TALLAHASSEE — Legal wrangling over new trauma centers and which hospitals should be allowed to operate them could come to an end under a proposal moving through the Legislature.
Senate Health Policy Chairwoman Dana Young, R-Tampa, said Wednesday the Senate, House and major players in the hospital industry have reached agreement on how to revamp the state’s 26-year old trauma rules.
“We have a deal,” Young told members of the Senate Health and Human Services Appropriations Subcommittee.
The deal would settle disputes across the state and would establish a new methodology to prevent future disputes from occurring, Young said.
The disputes have largely come as the for-profit HCA Healthcare has moved in recent years to open trauma centers at many of its hospitals. Other hospitals that have long provided trauma services have challenged the HCA plans in a series of legal battles.
The agreement would seek to clear up the statuses of trauma centers in various parts of the state.
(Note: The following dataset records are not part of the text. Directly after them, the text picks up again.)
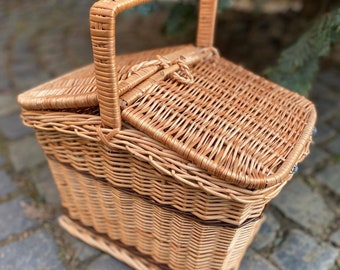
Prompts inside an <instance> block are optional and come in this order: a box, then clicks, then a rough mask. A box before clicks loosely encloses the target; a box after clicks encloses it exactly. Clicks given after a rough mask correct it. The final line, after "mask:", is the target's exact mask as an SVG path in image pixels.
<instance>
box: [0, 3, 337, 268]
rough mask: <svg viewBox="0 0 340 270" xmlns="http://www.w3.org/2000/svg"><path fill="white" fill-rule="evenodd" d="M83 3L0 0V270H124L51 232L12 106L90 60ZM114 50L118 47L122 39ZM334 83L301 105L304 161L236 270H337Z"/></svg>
mask: <svg viewBox="0 0 340 270" xmlns="http://www.w3.org/2000/svg"><path fill="white" fill-rule="evenodd" d="M90 5H91V1H69V0H58V1H57V0H44V1H42V0H33V1H1V2H0V220H1V222H0V266H1V267H0V268H1V269H11V270H16V269H18V270H19V269H20V270H21V269H35V270H43V269H88V270H90V269H96V270H104V269H130V268H129V267H127V266H126V265H124V264H121V263H120V262H117V261H116V260H115V259H113V258H111V257H109V256H107V255H105V254H103V253H101V252H100V251H98V250H96V249H94V248H92V247H89V246H88V245H86V244H84V243H82V242H80V241H78V240H76V239H74V238H73V237H71V236H69V235H67V233H65V232H63V231H62V230H61V229H60V228H59V226H58V224H57V222H56V217H57V216H58V215H59V214H60V211H61V209H60V198H59V195H58V193H57V191H56V187H55V185H54V183H53V180H52V177H51V174H50V172H49V169H48V167H47V165H46V162H45V159H44V155H43V153H42V151H41V149H40V147H39V145H38V144H37V142H36V140H35V138H34V134H33V133H32V130H30V129H28V128H26V127H24V126H23V125H22V124H21V121H20V118H19V114H20V108H19V106H18V105H17V103H16V96H17V94H19V93H20V92H22V91H24V90H26V89H28V88H30V87H32V86H35V85H37V84H40V83H42V82H44V81H46V80H49V79H51V78H53V77H55V76H57V75H60V74H62V73H65V72H67V71H69V70H72V69H74V68H76V67H79V66H81V65H84V64H87V63H90V62H91V51H90V43H89V33H88V23H87V16H88V15H87V14H88V8H89V7H90ZM65 18H66V19H65ZM118 31H120V30H118ZM122 31H123V30H122ZM136 31H138V30H136ZM149 41H150V43H152V45H157V44H156V41H153V40H151V39H149ZM121 43H122V44H124V46H122V47H123V48H124V49H128V45H125V44H129V40H128V38H126V39H123V41H122V42H121ZM144 43H145V42H144ZM146 43H147V42H146ZM130 44H131V43H130ZM131 45H136V44H131ZM144 45H145V46H146V45H147V44H142V43H141V44H138V46H144ZM161 45H163V44H161ZM140 48H141V47H136V46H135V47H133V49H140ZM339 78H340V70H339V69H336V68H334V67H333V68H330V69H325V70H322V71H321V72H320V74H319V75H318V78H317V80H316V83H315V89H314V90H313V92H312V95H311V98H312V99H313V101H314V102H315V103H316V106H317V110H318V115H319V118H318V124H317V126H318V129H319V133H318V134H317V135H316V137H315V144H314V145H313V146H312V149H311V155H310V156H309V157H308V158H307V159H306V161H305V162H304V163H303V164H302V165H301V166H300V171H299V173H298V174H297V176H296V177H294V179H293V180H292V181H291V182H290V183H288V184H287V186H286V187H285V188H284V189H283V191H282V192H281V193H280V195H279V196H278V197H277V198H275V199H274V200H273V202H272V203H271V204H270V206H269V207H268V208H267V210H266V214H267V220H266V221H265V223H264V224H263V226H262V228H261V230H260V232H259V233H258V235H257V236H256V239H255V241H254V242H253V243H252V245H251V247H250V248H249V250H248V252H247V254H246V256H245V258H244V260H243V261H242V264H241V267H240V269H242V270H249V269H253V270H255V269H261V270H265V269H269V270H275V269H276V270H278V269H281V270H300V269H301V270H305V269H306V270H327V269H331V270H335V269H340V255H339V249H340V207H339V205H340V204H339V203H340V184H339V181H340V136H339V135H340V79H339Z"/></svg>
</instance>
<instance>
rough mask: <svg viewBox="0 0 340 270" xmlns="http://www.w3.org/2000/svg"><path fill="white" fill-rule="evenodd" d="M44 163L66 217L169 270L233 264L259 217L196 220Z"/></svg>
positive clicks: (200, 268) (55, 163) (227, 265)
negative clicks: (241, 219)
mask: <svg viewBox="0 0 340 270" xmlns="http://www.w3.org/2000/svg"><path fill="white" fill-rule="evenodd" d="M49 164H50V166H51V171H52V174H53V176H54V179H55V181H56V184H57V187H58V189H59V191H60V194H61V199H62V205H63V206H64V207H65V208H66V209H67V210H68V212H69V215H70V217H71V218H72V219H75V220H79V221H81V223H82V224H84V225H85V226H89V227H91V228H94V229H95V231H97V232H98V233H101V234H106V235H108V237H110V238H111V239H113V240H120V241H121V242H122V243H124V244H125V245H128V246H134V247H136V248H137V250H139V251H140V252H142V253H143V254H147V255H150V256H152V257H153V258H154V259H155V260H156V261H157V262H159V263H162V264H168V265H169V267H170V268H172V269H193V270H194V269H211V270H213V269H221V266H222V265H223V264H224V265H227V268H226V269H234V268H235V267H236V266H237V265H238V264H239V261H240V257H242V254H243V253H244V252H245V250H246V248H247V246H248V245H249V243H250V241H251V240H252V238H253V236H254V235H255V233H256V231H257V230H258V227H259V225H260V224H261V222H262V221H263V219H259V220H257V221H254V222H250V223H247V224H246V225H244V226H242V227H240V228H231V227H219V226H207V225H202V224H200V223H197V222H195V221H194V220H192V219H190V218H187V217H185V216H183V215H179V214H177V213H176V212H173V211H169V210H165V209H162V208H160V207H158V206H157V205H153V204H150V203H148V202H147V201H145V200H143V199H141V198H139V197H137V196H131V195H129V194H125V193H124V192H122V191H119V190H118V189H115V188H114V187H112V186H111V185H110V184H108V183H107V182H105V181H100V180H96V179H94V178H93V177H92V176H90V177H88V176H87V175H86V174H82V173H79V172H77V171H76V170H73V169H70V168H69V167H67V166H64V165H62V164H61V163H59V162H57V161H53V160H49ZM231 247H232V248H231Z"/></svg>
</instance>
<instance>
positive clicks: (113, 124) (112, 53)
mask: <svg viewBox="0 0 340 270" xmlns="http://www.w3.org/2000/svg"><path fill="white" fill-rule="evenodd" d="M150 1H151V0H116V1H112V0H100V1H98V2H96V3H94V4H93V6H92V7H91V10H90V31H91V41H92V51H93V59H94V60H93V61H94V67H95V76H96V84H97V96H98V102H99V108H100V118H101V121H102V125H103V126H106V127H110V128H112V129H114V130H116V131H117V132H118V131H119V130H120V127H121V115H120V106H119V94H118V77H117V70H116V62H115V61H116V48H115V28H116V20H115V18H116V16H117V15H118V14H119V13H120V12H122V11H124V10H126V9H128V8H131V7H133V6H136V5H139V4H143V3H146V2H150ZM216 8H217V0H200V11H199V22H198V31H197V38H196V44H197V46H198V47H211V46H212V45H213V39H214V29H215V16H216Z"/></svg>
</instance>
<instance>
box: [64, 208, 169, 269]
mask: <svg viewBox="0 0 340 270" xmlns="http://www.w3.org/2000/svg"><path fill="white" fill-rule="evenodd" d="M58 221H59V224H60V226H61V227H62V228H63V229H64V230H66V231H67V232H68V233H69V234H71V235H72V236H74V237H76V238H78V239H80V240H82V241H83V242H85V243H87V244H89V245H91V246H93V247H95V248H98V249H100V250H101V251H103V252H105V253H107V254H109V255H111V256H113V257H114V258H116V259H118V260H120V261H122V262H124V263H126V264H127V265H129V266H130V267H132V268H133V269H137V270H164V269H169V268H168V267H166V266H163V265H162V266H159V265H156V264H153V263H152V262H150V261H149V260H147V259H145V258H142V257H141V256H138V255H136V254H135V252H131V251H130V250H128V249H126V248H124V247H122V246H120V245H117V244H115V243H113V242H112V241H110V240H108V238H107V237H105V236H103V235H100V234H98V233H95V232H94V231H92V230H90V229H87V228H85V227H84V226H82V225H79V223H77V222H74V221H73V220H71V219H70V218H69V217H67V216H66V215H62V216H60V217H59V219H58Z"/></svg>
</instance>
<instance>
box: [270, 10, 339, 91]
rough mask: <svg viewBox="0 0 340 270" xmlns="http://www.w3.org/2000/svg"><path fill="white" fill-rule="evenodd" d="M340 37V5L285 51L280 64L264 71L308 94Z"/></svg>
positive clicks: (323, 18) (293, 86)
mask: <svg viewBox="0 0 340 270" xmlns="http://www.w3.org/2000/svg"><path fill="white" fill-rule="evenodd" d="M339 40H340V8H338V9H335V10H333V11H332V12H330V13H327V14H324V15H323V16H321V17H320V18H319V19H317V20H316V21H315V22H314V23H313V24H312V26H311V27H310V28H309V29H308V30H307V31H306V32H305V33H304V34H303V35H302V36H301V37H300V38H299V39H298V40H297V42H296V43H294V44H293V45H292V46H290V47H289V48H287V49H286V50H284V51H283V52H282V53H281V55H280V57H279V59H278V63H277V65H276V66H274V67H270V68H268V69H266V70H265V72H264V74H265V75H266V76H267V77H268V78H269V79H270V80H272V81H275V82H277V83H278V84H280V85H282V86H284V87H286V88H288V89H291V90H293V91H296V92H298V93H300V94H304V95H306V94H307V93H308V91H309V90H310V89H311V86H312V83H313V79H314V77H315V75H316V73H317V71H318V70H319V59H320V58H321V57H323V56H327V55H328V54H329V53H330V51H331V46H332V44H334V43H335V42H337V41H339Z"/></svg>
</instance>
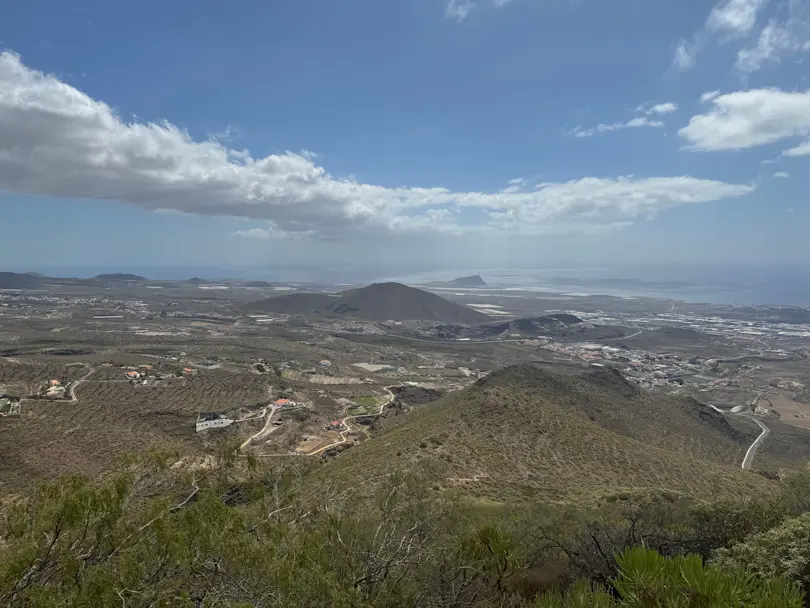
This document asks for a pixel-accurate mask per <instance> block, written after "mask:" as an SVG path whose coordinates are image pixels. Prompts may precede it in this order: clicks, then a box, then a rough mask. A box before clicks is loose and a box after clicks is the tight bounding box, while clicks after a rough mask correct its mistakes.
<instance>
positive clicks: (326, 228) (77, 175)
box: [0, 53, 752, 238]
mask: <svg viewBox="0 0 810 608" xmlns="http://www.w3.org/2000/svg"><path fill="white" fill-rule="evenodd" d="M724 97H725V96H720V97H718V98H716V99H715V100H714V102H715V103H718V100H723V98H724ZM723 103H725V101H723ZM719 107H720V106H719ZM693 121H694V119H693ZM690 127H691V125H690ZM693 132H694V130H693V131H690V132H689V133H690V134H693ZM0 133H2V137H0V189H2V190H5V191H9V192H16V193H26V194H37V195H48V196H53V197H61V198H92V199H101V200H110V201H120V202H126V203H131V204H134V205H138V206H140V207H143V208H145V209H150V210H159V209H164V210H174V211H180V212H184V213H196V214H205V215H230V216H237V217H245V218H253V219H256V220H262V221H266V222H269V225H270V226H271V229H272V231H281V232H285V233H289V234H299V235H309V236H313V237H323V238H336V237H340V236H343V235H346V234H351V233H352V232H354V231H357V230H375V231H380V230H385V231H398V232H409V231H417V232H439V233H458V232H475V231H498V230H501V231H509V232H517V233H525V234H544V233H559V232H561V231H563V232H565V231H576V230H580V231H583V232H592V231H598V230H603V229H606V228H607V229H610V228H616V227H621V226H624V225H626V224H627V223H628V222H630V221H632V220H633V219H634V218H638V217H649V216H650V215H652V214H654V213H656V212H658V211H661V210H663V209H667V208H669V207H674V206H677V205H682V204H694V203H707V202H711V201H716V200H720V199H725V198H731V197H739V196H742V195H745V194H747V193H748V192H750V191H751V189H752V187H751V186H748V185H742V184H728V183H724V182H719V181H713V180H706V179H697V178H693V177H688V176H681V177H656V178H646V179H642V178H633V177H618V178H613V179H598V178H590V177H588V178H583V179H579V180H574V181H571V182H566V183H545V184H539V185H536V186H534V187H532V186H531V185H530V184H526V183H523V182H521V183H517V182H516V183H513V184H510V187H509V188H507V189H505V190H503V191H500V192H494V193H485V192H453V191H450V190H448V189H446V188H441V187H429V188H417V187H411V188H386V187H383V186H377V185H372V184H363V183H358V182H357V181H355V180H351V179H340V178H337V177H334V176H332V175H330V174H329V173H328V172H327V171H326V170H325V169H324V168H323V167H320V166H318V165H316V164H315V163H314V161H313V155H312V154H308V153H303V154H295V153H291V152H284V153H281V154H271V155H269V156H266V157H264V158H254V157H253V156H252V155H251V154H250V153H249V152H248V151H247V150H235V149H232V148H228V147H226V146H225V145H223V144H222V143H221V142H219V141H217V140H204V141H196V140H194V139H193V138H192V137H191V136H190V135H189V134H188V133H187V132H185V131H183V130H181V129H179V128H178V127H176V126H174V125H172V124H169V123H167V122H164V123H160V124H156V123H144V122H137V121H129V122H127V121H125V120H123V119H122V118H121V117H120V116H118V115H117V114H116V113H115V112H114V111H113V110H112V109H111V108H110V107H109V106H108V105H107V104H105V103H103V102H101V101H98V100H95V99H92V98H91V97H89V96H87V95H85V94H84V93H82V92H80V91H78V90H77V89H75V88H73V87H71V86H69V85H68V84H65V83H64V82H61V81H60V80H58V79H57V78H55V77H53V76H50V75H45V74H42V73H40V72H37V71H35V70H32V69H29V68H28V67H26V66H25V65H24V64H23V63H22V62H21V61H20V58H19V57H18V56H16V55H14V54H11V53H3V54H0ZM700 141H701V142H702V141H704V140H703V139H700ZM257 230H259V229H257ZM242 236H246V237H253V238H256V237H258V238H263V237H262V235H261V234H260V233H259V232H258V231H250V230H248V231H244V234H243V235H242Z"/></svg>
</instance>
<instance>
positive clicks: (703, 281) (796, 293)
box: [10, 263, 810, 306]
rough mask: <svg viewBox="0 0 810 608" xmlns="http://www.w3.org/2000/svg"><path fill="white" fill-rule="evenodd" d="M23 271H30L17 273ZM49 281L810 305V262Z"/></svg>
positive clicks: (334, 267) (242, 270) (243, 267)
mask: <svg viewBox="0 0 810 608" xmlns="http://www.w3.org/2000/svg"><path fill="white" fill-rule="evenodd" d="M10 270H16V271H18V272H24V271H30V270H32V269H30V268H13V269H10ZM34 270H37V271H38V272H42V273H44V274H47V275H49V276H61V277H69V276H73V277H90V276H94V275H96V274H100V273H107V272H128V273H134V274H139V275H142V276H144V277H147V278H149V279H155V280H169V279H188V278H190V277H192V276H198V277H203V278H206V279H212V280H217V279H224V278H243V279H262V280H266V281H283V282H321V283H332V284H341V283H354V284H365V283H371V282H379V281H398V282H402V283H408V284H424V283H428V282H430V281H443V280H449V279H453V278H456V277H461V276H468V275H473V274H480V275H481V276H482V277H483V279H484V281H486V283H487V286H488V287H492V288H502V289H518V288H519V289H524V290H530V291H538V292H551V293H575V294H605V295H613V296H620V297H643V296H646V297H656V298H665V299H673V300H681V301H685V302H708V303H712V304H733V303H739V304H761V305H764V304H768V305H778V304H782V305H790V306H810V264H774V263H765V264H758V265H757V264H714V265H694V264H657V265H642V264H639V265H619V266H609V267H608V266H605V267H582V266H571V267H559V268H542V267H528V266H526V267H520V268H518V267H511V268H498V267H492V268H463V267H460V268H447V269H439V270H436V269H432V270H431V269H426V268H424V267H421V268H414V267H408V266H400V267H395V268H392V267H390V266H388V267H385V268H382V267H376V266H365V267H360V266H347V265H339V266H330V265H326V264H324V265H317V266H313V265H290V264H275V265H268V266H250V267H247V266H217V267H214V266H199V267H196V266H182V267H145V266H131V267H130V266H126V267H121V266H116V267H107V266H98V267H93V268H90V267H52V268H36V269H34Z"/></svg>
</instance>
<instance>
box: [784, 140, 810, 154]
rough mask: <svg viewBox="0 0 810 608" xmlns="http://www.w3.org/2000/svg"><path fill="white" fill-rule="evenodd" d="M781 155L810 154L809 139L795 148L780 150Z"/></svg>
mask: <svg viewBox="0 0 810 608" xmlns="http://www.w3.org/2000/svg"><path fill="white" fill-rule="evenodd" d="M782 156H810V141H806V142H804V143H803V144H799V145H798V146H796V147H795V148H790V149H789V150H785V151H784V152H782Z"/></svg>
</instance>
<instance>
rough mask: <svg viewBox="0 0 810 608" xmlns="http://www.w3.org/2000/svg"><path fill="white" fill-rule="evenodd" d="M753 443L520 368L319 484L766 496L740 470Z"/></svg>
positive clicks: (493, 382) (689, 412) (741, 437)
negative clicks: (385, 482) (642, 492)
mask: <svg viewBox="0 0 810 608" xmlns="http://www.w3.org/2000/svg"><path fill="white" fill-rule="evenodd" d="M755 436H756V434H755V433H753V432H750V433H749V432H748V431H747V430H745V431H743V430H739V429H734V428H731V427H730V426H728V425H727V424H726V421H725V420H724V418H723V416H722V414H716V415H715V414H713V413H712V412H711V411H710V410H709V409H708V408H702V407H701V406H699V404H696V403H693V402H688V401H683V400H681V401H679V400H669V399H665V398H661V399H659V398H653V397H652V396H651V395H650V394H647V393H643V392H641V391H639V390H638V389H636V388H634V387H632V386H631V385H629V384H628V383H627V382H626V381H624V380H623V379H621V378H620V377H619V376H615V377H614V376H612V375H611V374H609V373H607V372H605V373H593V374H584V375H571V376H567V375H560V374H555V373H550V372H546V371H543V370H539V369H535V368H533V367H531V366H518V367H515V368H510V369H507V370H505V371H504V372H503V373H498V374H494V375H493V376H492V377H490V378H489V379H487V380H485V381H479V383H478V384H477V385H476V386H474V387H472V388H470V389H467V390H464V391H461V392H458V393H452V394H449V395H447V396H445V397H443V398H442V399H440V400H439V401H437V402H435V403H433V404H431V406H430V407H425V408H418V409H416V410H414V411H413V412H410V413H408V414H406V415H405V416H401V417H400V418H399V422H398V423H395V424H394V425H393V426H392V427H391V428H390V429H389V430H386V431H384V432H382V433H381V434H379V435H378V436H375V437H374V438H373V439H371V440H369V441H366V442H363V443H361V444H359V445H357V446H356V447H354V448H352V449H351V450H350V451H348V452H347V453H346V454H344V455H342V456H341V457H340V458H339V459H336V460H335V461H333V462H331V463H329V464H328V465H327V466H326V467H324V468H323V469H322V470H319V471H318V472H317V473H316V475H323V476H325V478H328V479H329V480H331V481H333V482H334V481H338V482H340V483H344V484H346V485H352V486H354V487H356V488H357V489H358V491H363V488H366V487H368V489H369V490H370V489H373V488H372V487H371V486H373V484H370V483H369V481H368V480H373V479H382V478H384V477H385V475H386V474H388V473H391V472H393V471H402V470H415V471H420V472H422V473H424V472H429V473H430V475H431V476H433V478H434V479H435V484H436V486H437V487H448V486H459V485H462V486H464V487H465V489H466V490H467V491H468V492H469V493H470V494H471V495H473V496H476V497H479V498H485V499H489V500H499V501H504V500H537V499H544V500H551V501H565V502H568V501H575V502H581V501H583V500H591V499H595V498H598V497H600V496H604V495H605V494H606V493H616V492H620V491H628V492H635V491H639V490H650V489H655V490H670V491H674V492H678V493H684V494H689V495H692V496H697V497H707V498H708V497H712V496H715V497H716V496H718V495H737V496H746V495H750V494H751V493H753V492H758V491H763V490H766V491H767V487H768V485H769V483H771V482H769V481H768V480H766V479H765V477H763V476H760V475H757V474H755V473H752V472H748V471H742V470H741V469H740V461H741V458H742V455H743V454H744V453H745V449H746V448H747V446H748V445H750V443H751V441H753V438H754V437H755Z"/></svg>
Locally, the conflict over trauma designations goes back to 2010, when Blake Medical Center in Bradenton became one of the first HCA hospitals to seek approval as a trauma treatment site. The move sparked years of litigation, with critics arguing that larger, more established trauma centers within the distance of a helicopter ride were preferable to smaller startups accessible by car, and that the decentralization of trauma care represented a waste of resources.
But the state prevailed in its quest to approve new centers, and since Blake began offering trauma services in 2012, the local argument became moot. In 2015, Sarasota Memorial Hospital also opened a designated trauma care center.
‘This is something of a jump ball, and I think that resolves some of the conflict there,” she said of the bill’s wait-and-see approach for that facility.
Young called the agreement a comprehensive approach to “legal and regulatory issues that literally have taken over our trauma system.”
The Legislature for the last several years has wrangled with the state’s trauma system and whether to continue with current regulations or to allow a more competitive environment that would increase the number of trauma facilities. The regulation of trauma centers is governed by laws and Department of Health rules.
Under current law, the state is divided into 19 “trauma service areas,” with limits on the number of trauma facilities in each area. A hospital can receive a designation as a Level I, Level II, pediatric, or provisional trauma center.
Under the agreement, no trauma service area would have more than a total of five Level I, Level II, Level II/pediatric, and stand-alone pediatric trauma centers. A trauma service area could not have more than one stand-alone pediatric trauma center.
The bill would change the number of trauma service areas in the state from 19 to 18, and it would move Collier County from the same trauma service area as Broward County. Instead, Collier County would be included in the trauma service area with Charlotte, Glades, Hendry and Lee counties.
The Department of Health would be required by Oct. 1 to establish an 11-member Florida Trauma System Advisory Council. The group would be required to meet no later than Jan. 5, 2019 and quarterly thereafter.
Senate Health and Human Services Appropriations Chairwoman Anitere Flores R-Miami, told panel members that there would be “a couple” more changes before the bill went to the floor.
Mark Delegal, general counsel for the Safety Net Hospital Alliance of Florida, which includes public, teaching and children’s hospitals, told senators his association had been working with Young.
“We are comfortable with where we are,” he said, adding that the group’s main goal was to ensure quality at existing trauma centers.
HCA attorney Steve Ecenia thanked Young for what he called a “Herculean effort” and called the product “a very fine balancing act with a lot of interests.”